If you had trouble streaming video or ordering a pizza online over the weekend, there was a very good reason why. During Sydney's wild weather on Saturday and Sunday, a power issue caused an outage at cloud provider Amazon Web Services, bringing several big websites and streaming services — along with their associated apps — screeching to a halt.
Our external vendor AWS confirmed Stan connection issues due to power outage within AWS. AWS & Stan are working to restore services ASAP.
— Stan. (@StanAustralia) June 5, 2016
— FOXTEL Help (@FOXTEL_Help) June 5, 2016
the @Dominos_AU website is down which means their app is also down so i'm going to starve to death RIP in peace me
— ShrekyWitTheGoodHair (@dylanjakemorris) June 5, 2016
iTnews first reported an issue appearing around 3:30PM AEST on Saturday, with a power issue affecting the company's Elastic Compute cloud product.
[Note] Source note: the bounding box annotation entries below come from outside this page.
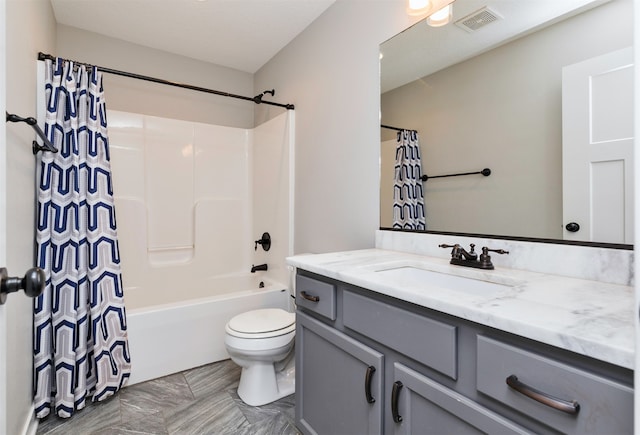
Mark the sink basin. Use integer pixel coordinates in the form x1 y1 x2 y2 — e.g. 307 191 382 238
376 266 513 296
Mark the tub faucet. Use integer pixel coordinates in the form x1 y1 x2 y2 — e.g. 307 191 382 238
251 264 269 273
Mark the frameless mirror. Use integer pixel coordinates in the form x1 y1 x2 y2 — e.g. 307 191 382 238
380 0 633 248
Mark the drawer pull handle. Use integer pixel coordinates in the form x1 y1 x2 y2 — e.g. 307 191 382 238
364 366 376 403
391 381 402 423
300 290 320 302
507 375 580 415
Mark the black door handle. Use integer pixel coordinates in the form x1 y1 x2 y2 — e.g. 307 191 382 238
364 366 376 403
0 267 47 305
391 381 402 423
565 222 580 233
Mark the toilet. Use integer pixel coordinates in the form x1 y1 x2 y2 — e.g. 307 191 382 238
224 308 296 406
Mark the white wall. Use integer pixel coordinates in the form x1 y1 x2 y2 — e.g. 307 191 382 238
252 111 295 285
0 0 55 435
254 0 420 253
55 25 253 128
381 0 633 239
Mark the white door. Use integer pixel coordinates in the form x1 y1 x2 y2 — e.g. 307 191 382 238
0 2 8 435
562 48 634 244
0 2 7 435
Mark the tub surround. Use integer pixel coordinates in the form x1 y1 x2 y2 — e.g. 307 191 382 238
287 242 634 369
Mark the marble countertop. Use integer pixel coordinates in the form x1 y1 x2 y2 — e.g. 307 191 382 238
287 249 635 369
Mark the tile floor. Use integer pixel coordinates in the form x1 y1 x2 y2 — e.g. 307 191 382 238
36 360 300 435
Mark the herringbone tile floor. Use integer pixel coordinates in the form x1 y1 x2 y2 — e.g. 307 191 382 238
36 360 299 435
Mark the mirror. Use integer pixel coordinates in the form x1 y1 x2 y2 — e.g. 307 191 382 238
380 0 633 249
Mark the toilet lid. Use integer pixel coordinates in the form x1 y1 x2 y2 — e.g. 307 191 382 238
227 308 296 334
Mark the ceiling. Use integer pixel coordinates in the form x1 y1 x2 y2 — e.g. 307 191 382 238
51 0 335 74
381 0 610 92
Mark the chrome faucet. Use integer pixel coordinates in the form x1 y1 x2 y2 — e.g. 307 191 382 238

One of the three AP-SOUTHEAST-2 availability zones within Sydney reported "increased API error rates", and services were progressively switched to the other zones successfully.
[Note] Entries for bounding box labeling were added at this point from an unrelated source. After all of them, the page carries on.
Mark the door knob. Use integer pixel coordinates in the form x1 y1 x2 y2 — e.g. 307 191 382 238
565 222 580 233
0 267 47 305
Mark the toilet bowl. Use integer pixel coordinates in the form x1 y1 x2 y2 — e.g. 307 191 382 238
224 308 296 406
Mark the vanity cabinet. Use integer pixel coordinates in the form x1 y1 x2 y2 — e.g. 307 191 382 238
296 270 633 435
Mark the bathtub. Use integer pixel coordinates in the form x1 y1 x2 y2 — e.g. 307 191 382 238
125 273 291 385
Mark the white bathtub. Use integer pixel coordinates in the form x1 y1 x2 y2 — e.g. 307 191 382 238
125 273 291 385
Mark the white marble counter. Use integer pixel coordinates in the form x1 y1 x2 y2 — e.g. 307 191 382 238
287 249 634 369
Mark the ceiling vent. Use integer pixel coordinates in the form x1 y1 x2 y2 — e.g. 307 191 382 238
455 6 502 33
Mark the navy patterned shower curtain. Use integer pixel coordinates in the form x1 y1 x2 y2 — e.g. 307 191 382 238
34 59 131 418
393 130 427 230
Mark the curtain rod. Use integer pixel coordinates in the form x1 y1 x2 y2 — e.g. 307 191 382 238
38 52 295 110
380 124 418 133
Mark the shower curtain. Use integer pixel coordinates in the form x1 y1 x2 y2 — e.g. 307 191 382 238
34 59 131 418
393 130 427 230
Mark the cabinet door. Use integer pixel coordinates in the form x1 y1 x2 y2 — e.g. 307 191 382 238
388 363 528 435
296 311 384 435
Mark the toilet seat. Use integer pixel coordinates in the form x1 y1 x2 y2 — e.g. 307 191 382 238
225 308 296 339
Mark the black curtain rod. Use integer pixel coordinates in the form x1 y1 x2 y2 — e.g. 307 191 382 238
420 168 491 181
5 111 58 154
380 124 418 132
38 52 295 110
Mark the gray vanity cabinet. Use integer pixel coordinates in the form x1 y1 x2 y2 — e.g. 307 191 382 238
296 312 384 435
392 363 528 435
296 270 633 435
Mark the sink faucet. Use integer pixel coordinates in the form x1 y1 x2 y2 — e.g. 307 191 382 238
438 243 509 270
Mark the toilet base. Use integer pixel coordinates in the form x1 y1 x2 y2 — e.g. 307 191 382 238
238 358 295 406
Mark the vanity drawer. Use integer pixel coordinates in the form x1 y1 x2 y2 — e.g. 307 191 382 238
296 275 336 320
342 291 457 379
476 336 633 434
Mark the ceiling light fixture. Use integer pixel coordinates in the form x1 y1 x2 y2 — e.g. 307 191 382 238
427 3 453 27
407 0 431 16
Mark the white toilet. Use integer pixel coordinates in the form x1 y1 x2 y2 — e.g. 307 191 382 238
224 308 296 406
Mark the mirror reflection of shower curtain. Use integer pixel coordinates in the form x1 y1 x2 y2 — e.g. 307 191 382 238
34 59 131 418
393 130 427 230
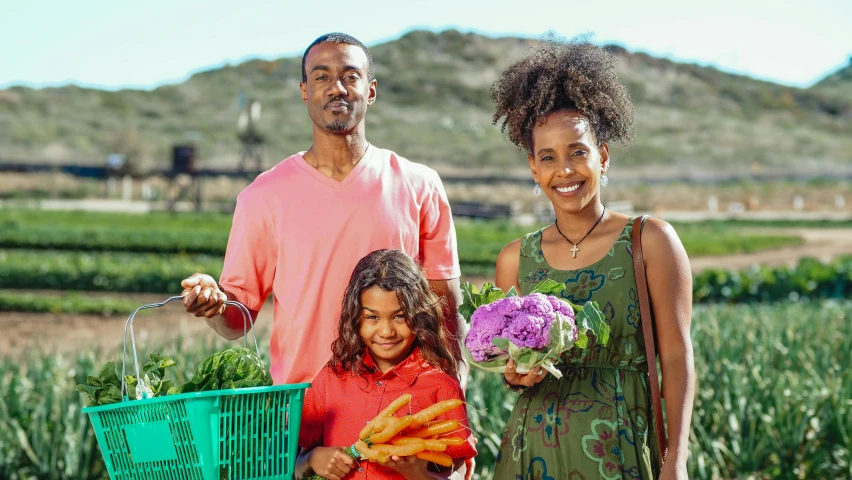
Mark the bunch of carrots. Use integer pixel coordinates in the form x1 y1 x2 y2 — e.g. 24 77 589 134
311 393 465 479
354 394 465 467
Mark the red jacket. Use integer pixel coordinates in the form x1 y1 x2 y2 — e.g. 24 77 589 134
299 348 476 480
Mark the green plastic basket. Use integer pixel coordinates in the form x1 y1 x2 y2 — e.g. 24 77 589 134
83 297 310 480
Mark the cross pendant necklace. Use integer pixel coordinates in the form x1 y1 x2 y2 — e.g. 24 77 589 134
553 205 606 258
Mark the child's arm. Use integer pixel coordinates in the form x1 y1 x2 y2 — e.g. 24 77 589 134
293 447 355 480
385 455 467 480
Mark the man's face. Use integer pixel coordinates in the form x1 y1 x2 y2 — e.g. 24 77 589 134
299 42 376 134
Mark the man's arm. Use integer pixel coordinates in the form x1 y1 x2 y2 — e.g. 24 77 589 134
181 273 257 340
429 278 468 390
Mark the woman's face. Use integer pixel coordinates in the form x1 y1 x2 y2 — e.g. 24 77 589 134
527 110 609 213
359 285 416 373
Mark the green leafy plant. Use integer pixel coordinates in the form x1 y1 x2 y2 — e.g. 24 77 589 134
169 346 272 395
77 353 177 407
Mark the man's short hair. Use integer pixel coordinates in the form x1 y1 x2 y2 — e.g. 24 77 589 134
302 32 375 82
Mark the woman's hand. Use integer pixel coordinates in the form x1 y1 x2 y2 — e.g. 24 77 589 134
180 273 228 318
503 358 547 387
308 447 355 480
660 460 689 480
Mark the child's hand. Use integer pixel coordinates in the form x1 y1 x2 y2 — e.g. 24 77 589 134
383 455 432 480
308 447 355 480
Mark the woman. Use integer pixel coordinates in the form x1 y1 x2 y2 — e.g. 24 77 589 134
492 40 695 480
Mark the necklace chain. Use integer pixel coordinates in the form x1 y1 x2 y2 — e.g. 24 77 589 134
553 205 606 258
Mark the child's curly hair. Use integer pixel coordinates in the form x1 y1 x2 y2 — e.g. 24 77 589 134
328 250 459 378
491 35 633 152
AWS then restored power to the offline zone around two hours later, and by 9:30PM that evening the company reported the majority of customer services had been restored. A small number of instances remained offline after the outage due to physical server hardware being "adversely affected" by the loss of power, but the major end user-facing services — including Foxtel, Domain, Domino's and Nine Entertainment's streaming service Stan — were up and running throughout Sunday.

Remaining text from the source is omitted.